[This message has been edited by Kathleen Dalton Woodbury (edited June 12, 2009).]
Here's My take:
quote:
The smell of burning hair and boiling blood rose from the pot, filling the little room with an unsettling stench. Otho Good Eye [opened one eye and closed it again. His<--Is this important? If not, I suggest cutting it so that Otho Good Eye is doing something.] fingers tightened on the smooth stone in the palm of his hand, preparing to hurl it at [the<--[Suggest using a because this is introducing the shadow to the reader.] squat shadow behind the veil of smoke. There came a sound, like steel grating on stone, and Otho’s eyes snapped open. Two coal-black eyes peered at him over the mouth of the bubbling pot, then vanished.
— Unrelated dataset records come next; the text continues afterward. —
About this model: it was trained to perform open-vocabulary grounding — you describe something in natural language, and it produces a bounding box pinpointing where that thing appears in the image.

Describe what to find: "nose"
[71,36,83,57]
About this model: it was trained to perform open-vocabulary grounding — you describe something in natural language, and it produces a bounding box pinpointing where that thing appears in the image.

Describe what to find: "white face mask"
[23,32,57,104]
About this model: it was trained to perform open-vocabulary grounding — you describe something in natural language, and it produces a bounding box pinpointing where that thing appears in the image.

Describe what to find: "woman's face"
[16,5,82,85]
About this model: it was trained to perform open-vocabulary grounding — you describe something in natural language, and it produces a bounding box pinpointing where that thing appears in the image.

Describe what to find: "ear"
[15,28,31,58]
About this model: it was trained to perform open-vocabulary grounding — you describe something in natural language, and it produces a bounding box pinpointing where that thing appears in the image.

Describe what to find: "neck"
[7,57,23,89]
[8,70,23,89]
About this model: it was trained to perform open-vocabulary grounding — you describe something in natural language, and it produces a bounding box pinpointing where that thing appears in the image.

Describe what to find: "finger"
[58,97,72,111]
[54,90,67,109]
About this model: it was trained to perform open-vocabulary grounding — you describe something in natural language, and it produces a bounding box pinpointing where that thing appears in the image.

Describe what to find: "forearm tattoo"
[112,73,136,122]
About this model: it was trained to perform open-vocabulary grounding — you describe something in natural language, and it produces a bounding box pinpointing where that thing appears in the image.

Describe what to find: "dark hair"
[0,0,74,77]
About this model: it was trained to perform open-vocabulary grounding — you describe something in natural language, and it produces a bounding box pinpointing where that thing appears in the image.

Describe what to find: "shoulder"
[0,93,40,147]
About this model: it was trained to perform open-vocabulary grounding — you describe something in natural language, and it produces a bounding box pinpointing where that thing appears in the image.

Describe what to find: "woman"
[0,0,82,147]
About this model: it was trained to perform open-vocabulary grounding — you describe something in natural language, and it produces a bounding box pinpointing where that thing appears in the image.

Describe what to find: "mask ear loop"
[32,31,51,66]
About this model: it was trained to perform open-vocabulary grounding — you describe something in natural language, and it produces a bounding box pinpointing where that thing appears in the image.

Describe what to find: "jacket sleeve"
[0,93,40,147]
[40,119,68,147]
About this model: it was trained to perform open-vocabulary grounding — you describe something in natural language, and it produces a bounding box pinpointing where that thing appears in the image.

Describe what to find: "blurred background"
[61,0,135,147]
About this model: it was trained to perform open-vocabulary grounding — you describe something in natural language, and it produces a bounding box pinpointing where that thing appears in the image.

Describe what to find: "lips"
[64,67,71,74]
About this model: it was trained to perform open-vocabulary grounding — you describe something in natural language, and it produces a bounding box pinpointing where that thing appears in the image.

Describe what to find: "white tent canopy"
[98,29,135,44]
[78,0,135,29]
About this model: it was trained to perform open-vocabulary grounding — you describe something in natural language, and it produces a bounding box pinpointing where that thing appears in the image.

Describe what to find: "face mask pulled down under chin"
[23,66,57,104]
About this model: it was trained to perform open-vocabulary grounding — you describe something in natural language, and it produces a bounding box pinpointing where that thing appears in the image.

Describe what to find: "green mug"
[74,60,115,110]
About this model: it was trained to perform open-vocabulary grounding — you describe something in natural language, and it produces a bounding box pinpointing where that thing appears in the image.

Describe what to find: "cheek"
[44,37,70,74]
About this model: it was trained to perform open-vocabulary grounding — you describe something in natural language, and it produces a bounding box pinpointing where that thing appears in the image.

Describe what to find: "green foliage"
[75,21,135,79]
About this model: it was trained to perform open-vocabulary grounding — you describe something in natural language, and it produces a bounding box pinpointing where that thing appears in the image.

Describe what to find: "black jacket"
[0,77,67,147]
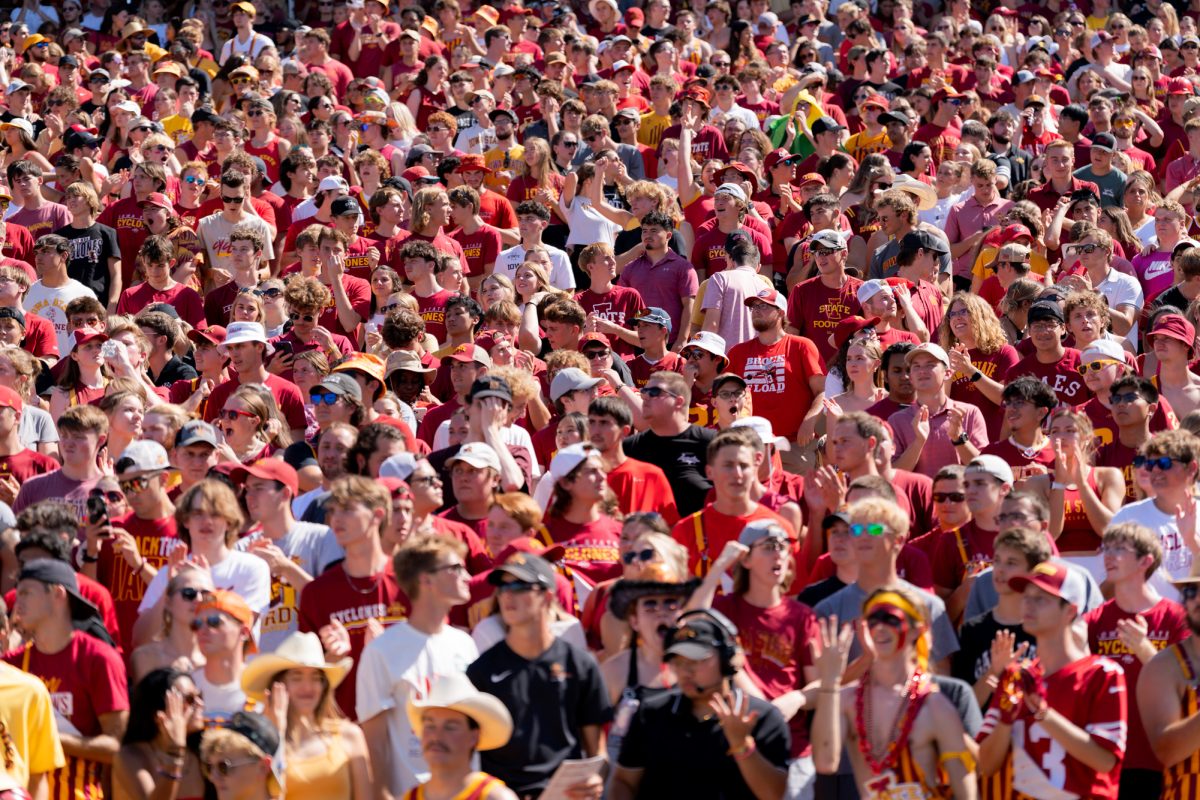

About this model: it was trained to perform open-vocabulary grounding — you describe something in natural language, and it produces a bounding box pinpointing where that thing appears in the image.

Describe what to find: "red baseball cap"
[0,386,25,411]
[229,458,300,498]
The old man[Who is this?] had jumped up and was moving towards him[Who is this?], parting the smoke like a dagger through mist. [A slender length of black wood was held<--[Passive, maybe put:He held a black piece of wood] rigidly at his side, [bristling with curving thorns<--[What was? His side?].“Kal’shathi!” the man croaked [Who is this?], spitting what looked like black blood fom his lips. "Kal’shathi rosh!”
Then the old man hit Otho with his fanged staff, again and again, before Otho could so much as lift his hand.<--[This is the first sentence in which I can distinguish, for certain, who the old man is. And it changed from a piece of wood to a staff.] Pain exploded in his skull. The room tipped [once more<--[When did it originally tip into darkness?] into darkness, and Otho was falling again[Again, I feel like I've missed something.], down into the [deep black of a bottomless<--is a tad too much. Bottomless would naturally be pictured as deep/pitch/jet black--so it's both redundnat and cliche.] well.
All in all, I think it's good. Cleaned up, I'd read on.
Nice use of metaphors (which some will think are too thick, but you won't please everyone).
Nice choice of names--Otho Good Eye evokes an image, a viking-like or barbaric image.
Nice use of sound.
About the use of smell: what does "burning hair" smell like (especially when it fills a little room)? What does "boiling blood" smell like? And "unsettling stench" does little good when one cannot associate the other smells. I know that sometimes smells are all their own, but smell is so closely related to taste, that hair may leave a taste on your toungue (or blood, which is often related to copper or metal). I've smelled the cloying stench of burning hair filling a room, and it is thick and sour...but, I'd suggest you do an experiment: Light a lock of hair afire and put an overturned cup over it. The fire will burn itself out, but not before filling the glass with smoke. A couple of separate sniffs will make your description more accurate.
I hope this helps.
I found it a bit disorienting about the middle, because of the pot, shadow, old man, and possible other characters. It wasn't very clear.